Rapid eye movement, or REM, sleep is a fascinating period when most of our dreams are made. It’s also apparently a time to forget.

A team of Japanese and U.S. researchers say that according to their new research, REM sleep is when the brain actively and intentionally forgets things.  Their results suggest that forgetting during sleep may be controlled by neurons found deep inside the brain that were previously known for making an appetite stimulating hormone. 

The study was funded by the National Institute of Neurological Disorders and Stroke (NINDS), part of the National Institutes of Health.

“Ever wonder why we forget many of our dreams?” said Thomas Kilduff, Ph.D., director of the Center for Neuroscience at SRI International, Menlo Park, California, and a senior author of the study published in Science. “Our results suggest that the firing of a particular group of neurons during REM sleep controls whether the brain remembers new information after a good night’s sleep.”

REM is one of several sleep stages the body cycles through every night.
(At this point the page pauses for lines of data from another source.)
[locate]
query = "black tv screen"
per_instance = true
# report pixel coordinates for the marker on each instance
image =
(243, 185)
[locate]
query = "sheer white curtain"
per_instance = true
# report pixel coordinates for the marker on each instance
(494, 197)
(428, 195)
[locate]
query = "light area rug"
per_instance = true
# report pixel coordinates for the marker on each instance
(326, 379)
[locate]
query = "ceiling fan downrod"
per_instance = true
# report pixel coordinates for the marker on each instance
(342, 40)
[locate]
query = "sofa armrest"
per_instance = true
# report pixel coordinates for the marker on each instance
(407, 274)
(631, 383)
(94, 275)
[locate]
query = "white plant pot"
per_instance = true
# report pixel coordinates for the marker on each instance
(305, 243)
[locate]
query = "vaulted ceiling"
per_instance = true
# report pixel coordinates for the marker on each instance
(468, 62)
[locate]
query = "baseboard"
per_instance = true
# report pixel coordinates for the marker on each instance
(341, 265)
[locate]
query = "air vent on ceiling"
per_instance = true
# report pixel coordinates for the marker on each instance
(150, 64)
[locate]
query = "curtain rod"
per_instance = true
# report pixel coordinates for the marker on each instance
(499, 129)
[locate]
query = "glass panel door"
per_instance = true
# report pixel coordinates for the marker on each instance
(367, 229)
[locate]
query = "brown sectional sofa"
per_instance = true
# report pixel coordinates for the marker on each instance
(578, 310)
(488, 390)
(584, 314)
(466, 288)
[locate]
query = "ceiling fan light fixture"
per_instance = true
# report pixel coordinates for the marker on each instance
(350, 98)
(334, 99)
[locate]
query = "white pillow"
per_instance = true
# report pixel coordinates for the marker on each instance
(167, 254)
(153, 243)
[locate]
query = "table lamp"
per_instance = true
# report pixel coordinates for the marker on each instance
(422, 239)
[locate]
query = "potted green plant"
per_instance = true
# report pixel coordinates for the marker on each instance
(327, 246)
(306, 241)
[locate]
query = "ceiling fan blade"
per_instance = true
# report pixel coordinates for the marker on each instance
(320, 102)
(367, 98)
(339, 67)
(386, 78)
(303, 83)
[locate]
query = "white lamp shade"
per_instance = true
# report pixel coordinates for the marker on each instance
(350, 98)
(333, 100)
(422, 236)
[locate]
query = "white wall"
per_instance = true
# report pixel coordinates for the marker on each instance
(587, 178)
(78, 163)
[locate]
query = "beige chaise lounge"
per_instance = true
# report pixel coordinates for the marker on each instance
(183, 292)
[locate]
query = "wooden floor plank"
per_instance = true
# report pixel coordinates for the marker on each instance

It first occurs about 90 minutes after falling asleep and is characterized by darting eyes, raised heart rates, paralyzed limbs, awakened brain waves and dreaming.

For more than a century, scientists have explored the role of sleep in storing memories. While many have shown that sleep helps the brain store new memories, others have raised the possibility that sleep may be a time when the brain actively eliminates or forgets excess information. Moreover, recent studies in mice have shown that during sleep – including REM sleep – the brain selectively prunes synaptic connections made between neurons involved in certain types of learning. However, until this study, no one had shown how this might happen.

“Understanding the role of sleep in forgetting may help researchers better understand a wide range of memory-related diseases like post-traumatic stress disorder and Alzheimer’s,” said Janet He, Ph.D., program director, at NINDS. “This study provides the most direct evidence that REM sleep may play a role in how the brain decides which memories to store.”

In the future, the researchers plan to explore whether their findings play a role in sleep and memory disorders.